As India’s former disaster chief, Kishore points to how his country has reduced deaths thanks to better warnings and community preparedness such as hospitals being ready for increased births during a cyclone. In 1999, a supercyclone hit eastern India, killing nearly 10,000 people. Then an almost similar storm hit in 2013, but only a few dozen people were killed. Last year, on Kishore’s watch, Cyclone Biparjoy killed less than 10 people.

The same applies to flood deaths, Kishore said.

The data supports Kishore, said disaster epidemiologist Debarati Guha-Sapir of the Catholic University of Louvain in Brussels, who has created a global disaster database. Her database — which she admits is missing pieces — shows that the number of global deaths per storm has fallen from about a 10-year average of 24 in 2008 to a 10-year average of about 8 in 2021. the number of flood deaths per incident has gone from ten years. the year’s average from nearly 72 to about 31, its data shows.

Although there are fewer deaths worldwide from disasters, there are still pockets in the poorest countries, particularly in Africa, where deaths are getting worse or at least staying the same, Guha-Sapir said. It is similar to public health efforts to eradicate measles, which has been successful in most places, but the areas least able to deal with it are not improving, she said.

India and Bangladesh are poster nations for better dealing with disasters and preventing deaths, especially in cyclones, Guha-Sapir said. In 1970, a cyclone killed more than 300,000 people in Bangladesh in one of the biggest natural disasters of the 20th century and now “Bangladesh has done a great job of reducing disaster risk over the years and years and years,” she said. .

It’s important to point out talents, Guha-Sapir said: “Gloom and doom will get us nowhere.”

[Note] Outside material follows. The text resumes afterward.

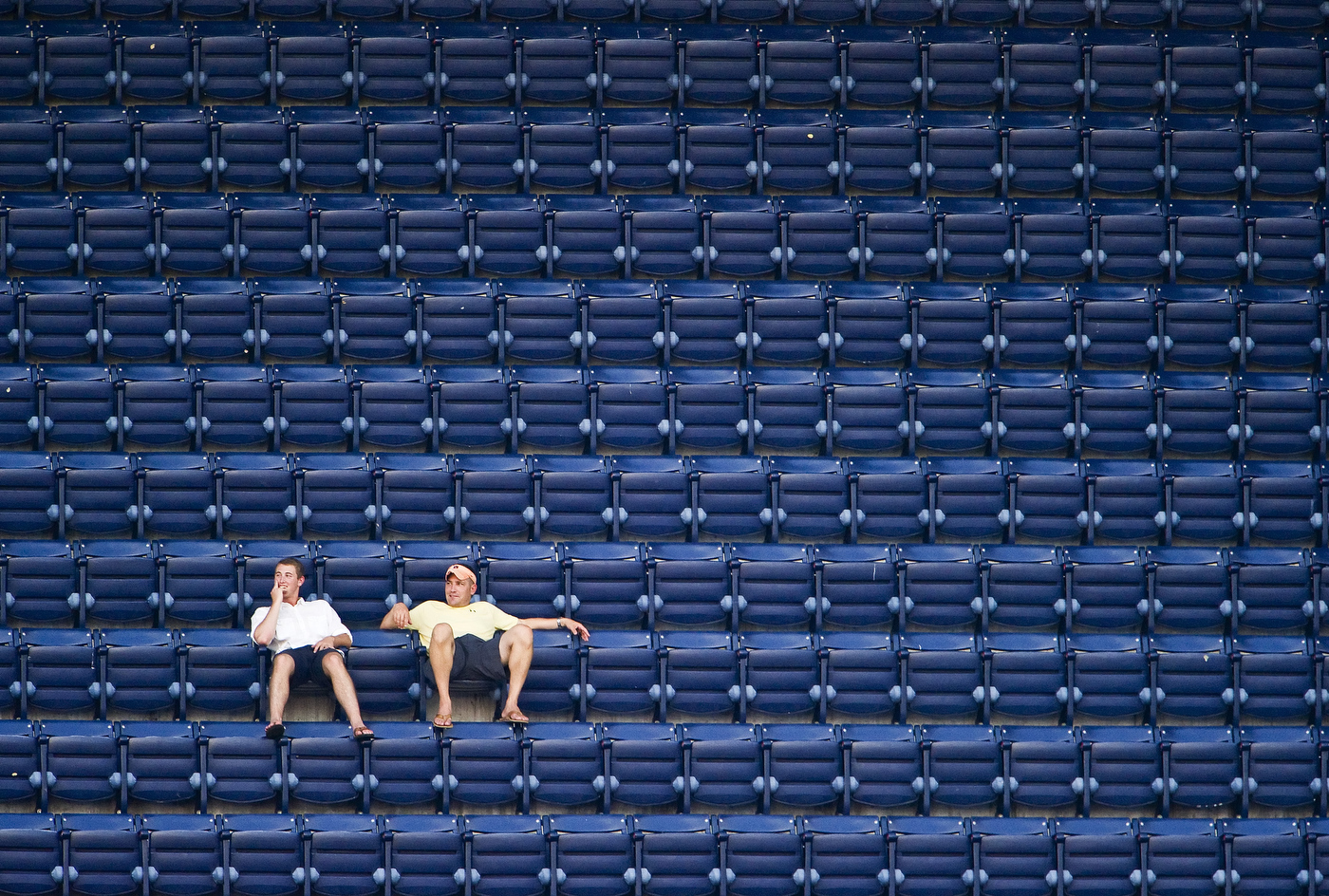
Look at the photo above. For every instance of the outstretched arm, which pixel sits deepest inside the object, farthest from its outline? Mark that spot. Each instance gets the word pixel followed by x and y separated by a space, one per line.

Although countries such as India and Bangladesh have created warning systems, strengthened buildings such as hospitals and know what to do to prepare for and then respond to disasters, much of it is as well because these countries are getting richer and better educated and so on. better able to handle disasters and protect themselves, Guha-Sapir said. Poor countries and people cannot.

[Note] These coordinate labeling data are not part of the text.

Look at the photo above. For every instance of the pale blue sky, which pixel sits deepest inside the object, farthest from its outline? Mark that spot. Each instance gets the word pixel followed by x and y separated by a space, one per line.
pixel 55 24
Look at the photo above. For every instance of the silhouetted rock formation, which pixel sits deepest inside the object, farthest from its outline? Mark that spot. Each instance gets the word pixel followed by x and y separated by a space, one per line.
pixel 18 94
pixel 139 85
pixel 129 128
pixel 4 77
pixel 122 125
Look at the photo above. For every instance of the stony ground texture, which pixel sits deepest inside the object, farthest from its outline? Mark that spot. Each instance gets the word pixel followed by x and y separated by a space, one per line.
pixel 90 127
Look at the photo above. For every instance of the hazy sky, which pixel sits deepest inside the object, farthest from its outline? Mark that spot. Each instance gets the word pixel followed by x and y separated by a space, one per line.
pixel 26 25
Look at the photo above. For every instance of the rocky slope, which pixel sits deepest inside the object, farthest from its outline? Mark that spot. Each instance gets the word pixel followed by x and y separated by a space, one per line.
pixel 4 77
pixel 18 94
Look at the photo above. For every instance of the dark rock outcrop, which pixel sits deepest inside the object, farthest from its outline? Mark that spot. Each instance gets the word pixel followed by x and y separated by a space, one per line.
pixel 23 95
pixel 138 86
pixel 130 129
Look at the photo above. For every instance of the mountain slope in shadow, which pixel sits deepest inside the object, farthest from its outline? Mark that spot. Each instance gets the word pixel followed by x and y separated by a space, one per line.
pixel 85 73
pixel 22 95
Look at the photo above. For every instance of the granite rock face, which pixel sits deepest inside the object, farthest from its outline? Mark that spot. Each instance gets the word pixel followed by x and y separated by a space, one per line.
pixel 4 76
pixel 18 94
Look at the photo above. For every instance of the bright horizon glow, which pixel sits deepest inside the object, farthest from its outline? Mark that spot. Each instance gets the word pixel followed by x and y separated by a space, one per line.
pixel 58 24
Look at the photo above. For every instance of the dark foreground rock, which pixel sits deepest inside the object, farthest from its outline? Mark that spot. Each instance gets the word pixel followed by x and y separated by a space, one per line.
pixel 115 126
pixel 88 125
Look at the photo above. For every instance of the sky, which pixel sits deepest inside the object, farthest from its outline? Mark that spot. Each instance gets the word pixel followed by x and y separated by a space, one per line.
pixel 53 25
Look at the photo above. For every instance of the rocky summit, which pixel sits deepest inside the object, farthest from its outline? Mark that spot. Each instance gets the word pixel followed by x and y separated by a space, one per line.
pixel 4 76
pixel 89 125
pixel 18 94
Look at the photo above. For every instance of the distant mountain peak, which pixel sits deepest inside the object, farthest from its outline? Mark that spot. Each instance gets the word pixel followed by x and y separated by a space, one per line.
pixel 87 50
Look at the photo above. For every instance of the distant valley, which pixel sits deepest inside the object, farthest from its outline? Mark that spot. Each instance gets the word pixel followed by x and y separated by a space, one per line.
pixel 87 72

“Less people are dying, but that’s not because climate change isn’t happening,” Kishore said “That’s despite climate change. And that is because we have invested in resilience, invested in early warning systems.”

Kishore said climate change is making his job more difficult, but he said he doesn’t feel like Sisyphus, the mythical man pushing a giant boulder up a hill.

“You’re getting more severe hazards, more frequent and (in) new geographies,” Kishore said, adding that places like Brazil that weren’t too worried about flooding are now receding. The same applies to extreme heat, which he said used to be an issue only for certain countries, but has now gone global, pointing to almost 60,000 deaths from heat waves in Europe in 2022.

India, where the temperature is flirting with 122 degrees (50 degrees Celsius), reduced heat deaths with specific regional plans, said Kishore.

“However, with the new extreme temperatures we are seeing, every country needs to redouble its efforts to save lives,” he said. And that means looking at the built environment of cities, he said.

Cutting deaths is only part of the battle to reduce risk, Kishore said.

“We are doing a better job of saving lives but not livelihoods,” Kishore said.

Although fewer people are dying “you look at people losing their homes, people losing their businesses, a small farmer running a poultry farm,” Kishore said. When they go under water or get hit by a storm, they might survive but they have nothing, no seeds or fishing boats.

“So we’re not doing as well as we should,” said Kishore. “We cannot assume that losses will occur. Of course they will happen, but they could be minimized by an order of magnitude.”